The Book Of Eli is out next week and although it’s directed by an interesting pair (The Hughes Brothers) I have a feeling from the trailer it will be The Road-if-Michael Bay -got his dick in it.

Like Jack in the Talisman and Thomas Turgoose in This Is England the film ends with a boy on the shore. The tide representing the coming of one thing and the passing of another .Someone said to me recently of The Deer Hunter (Michael Cimino,1978) ’you don’t really want to watch it too often but it’s good to know it’s there’. This could be true of The Road. Not because it's bad or boring but because it is an unashamedly deep and emotional journey. These kind of films/books/songs take you to somewhere you don't really want to visit too often and show you things you don’t usually confront.It’s about loss and death and how much the people you love mean to you and it’s hard to confront these things.It’s easier to put them aside. But it’s good to know they're there.

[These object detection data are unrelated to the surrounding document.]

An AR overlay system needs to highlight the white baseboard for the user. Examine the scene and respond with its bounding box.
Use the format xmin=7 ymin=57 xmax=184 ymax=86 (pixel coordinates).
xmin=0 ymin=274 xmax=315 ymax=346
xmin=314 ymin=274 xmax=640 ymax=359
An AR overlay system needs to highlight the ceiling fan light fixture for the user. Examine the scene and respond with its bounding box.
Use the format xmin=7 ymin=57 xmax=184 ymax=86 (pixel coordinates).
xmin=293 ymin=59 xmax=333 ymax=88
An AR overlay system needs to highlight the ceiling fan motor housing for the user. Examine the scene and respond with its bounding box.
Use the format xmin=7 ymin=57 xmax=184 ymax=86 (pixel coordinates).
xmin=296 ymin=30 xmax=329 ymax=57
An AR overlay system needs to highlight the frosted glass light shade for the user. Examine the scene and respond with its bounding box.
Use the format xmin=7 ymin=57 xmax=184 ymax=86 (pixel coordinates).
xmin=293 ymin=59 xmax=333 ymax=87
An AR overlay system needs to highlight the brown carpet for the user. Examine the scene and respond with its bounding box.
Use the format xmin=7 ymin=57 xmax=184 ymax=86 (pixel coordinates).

Director John Hillcoat (The Proposition /Ghosts of the Civil dead) is one of two contemporary Australian directors with a fucking great run of films. The other is Andrew Dominik (Chopper/ The Assassination of Jesse James). They have made only 8 films between them but what a great bunch of films. These are films that hark back to the films from the late 60’s and 70’s ( before mindless 80’s excess kicked in) like Badlands, Bonnie and Clyde,Taxi Driver etc…

I’m not saying everyone should flock to see it.I can see a lot of people not being interested in such a depressing subject.Afraid to tread in such swampy, murky places. But it’s ok ,they’ve probably already decided on that shit with Hugh Grant and Jessica Parker or Alvin and The Chipmunk’s Squeakel anyway.

NOTE: Robert Duvall is very good for the ten minutes he’s in it.